The Indian media has lost its dinner over the Chinese visit and has been spinning tales of Pakistan exporting terror to China. The official line taken by the Indian government is that India is not threatened by the economic corridor, as an economically-strong Pakistan would bring regional stability. The whopping $46 billion that China has committed to is a good $15 billion more than the United States has pumped into Pakistan since 2002. This is a a chilling message to India. China is going to be empowering a nuclear-armed neighbour who has made all security and economic policy in the past sixty plus years, in opposition to India. This partnership coincides with Pakistan’s increasing strategic ties with Russia. Additionally, Chinese presence in Pakistan Occupied Kashmir, becomes all pervasive and powerful. Remember that India has a land dispute with China over Aksai Chin.
China wants it all to work out, but Balochistan’s lawlessness is increasing due to multiple insurgencies, with support from India. Chinese workers in Balochistsan have been targeted before and will be in the future.
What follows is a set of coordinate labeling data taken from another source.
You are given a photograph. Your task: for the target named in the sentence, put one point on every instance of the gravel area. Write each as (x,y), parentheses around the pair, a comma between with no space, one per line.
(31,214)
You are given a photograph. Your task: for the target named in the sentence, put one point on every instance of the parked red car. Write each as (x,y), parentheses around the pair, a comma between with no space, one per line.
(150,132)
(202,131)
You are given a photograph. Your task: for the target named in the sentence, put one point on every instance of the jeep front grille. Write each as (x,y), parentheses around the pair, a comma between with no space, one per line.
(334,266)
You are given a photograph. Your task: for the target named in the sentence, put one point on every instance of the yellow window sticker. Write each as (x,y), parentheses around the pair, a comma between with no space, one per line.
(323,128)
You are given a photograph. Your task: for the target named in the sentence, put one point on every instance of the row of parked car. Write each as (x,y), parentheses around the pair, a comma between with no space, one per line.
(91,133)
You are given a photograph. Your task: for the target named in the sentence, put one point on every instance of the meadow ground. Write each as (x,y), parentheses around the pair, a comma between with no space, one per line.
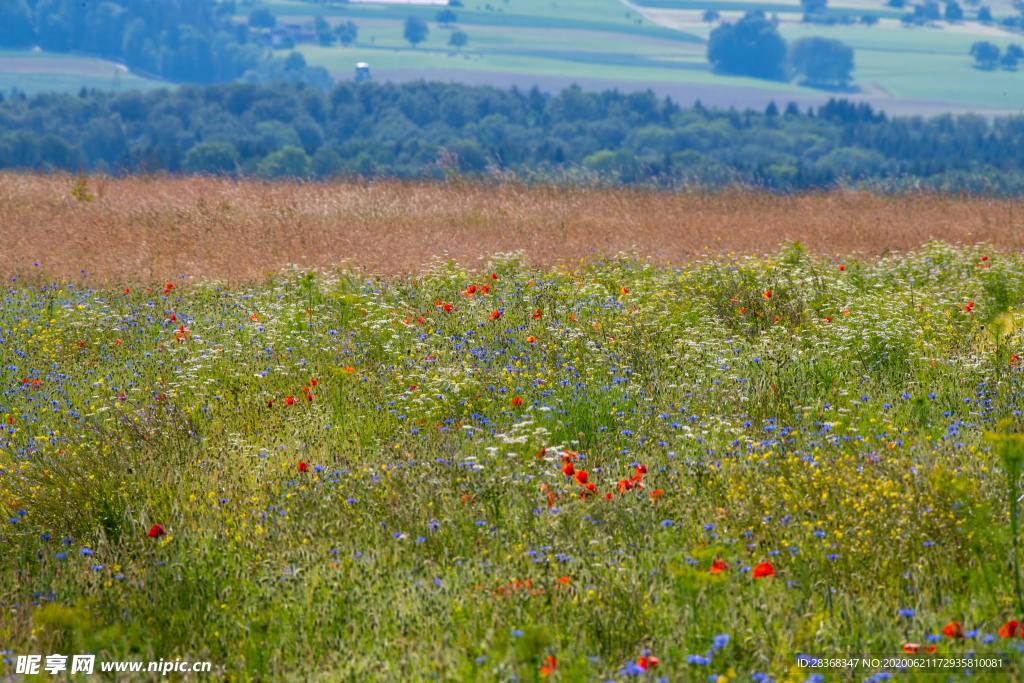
(610,469)
(144,229)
India is rooting for the plan to crash and burn, and we have a track record of foreign aid and investment given to the government amounting to naught. Pakistan shares a 372-mile border with Xinjiang, the northwestern Chinese region home to 10 million Uighurs, a largely Muslim Turkic-speaking minority, a region with sporadic outbreaks of violence between Uighurs and the majority Han population. In August 2011, officials in the region of Kashgar in southern Xinjiang claimed that Uighur militants had received training in Pakistan, and Chinese officials had pressured Pakistan to expel Uighur separatists. But with this potential problem, we must remember that Pakistan and China have no past or current disputes and a common challenger in India. It should be no surprise that China had come to Pakistan with a bag of money. In fact, had the past twenty years not been rife with terrorists and fanatics, China might have been more forthcoming and this would have happened sooner. It is China’s desire to keep clean of political complications in the region that has inhibited them from investing.
China’s decision to invest in Pakistan augments its “pivot to Asia” strategy. While the US has “pivoted” to East Asia in recent years, China has been pivoting to Central, South and West Asia since at least the mid-1990s. We are part of a grand economic scheme.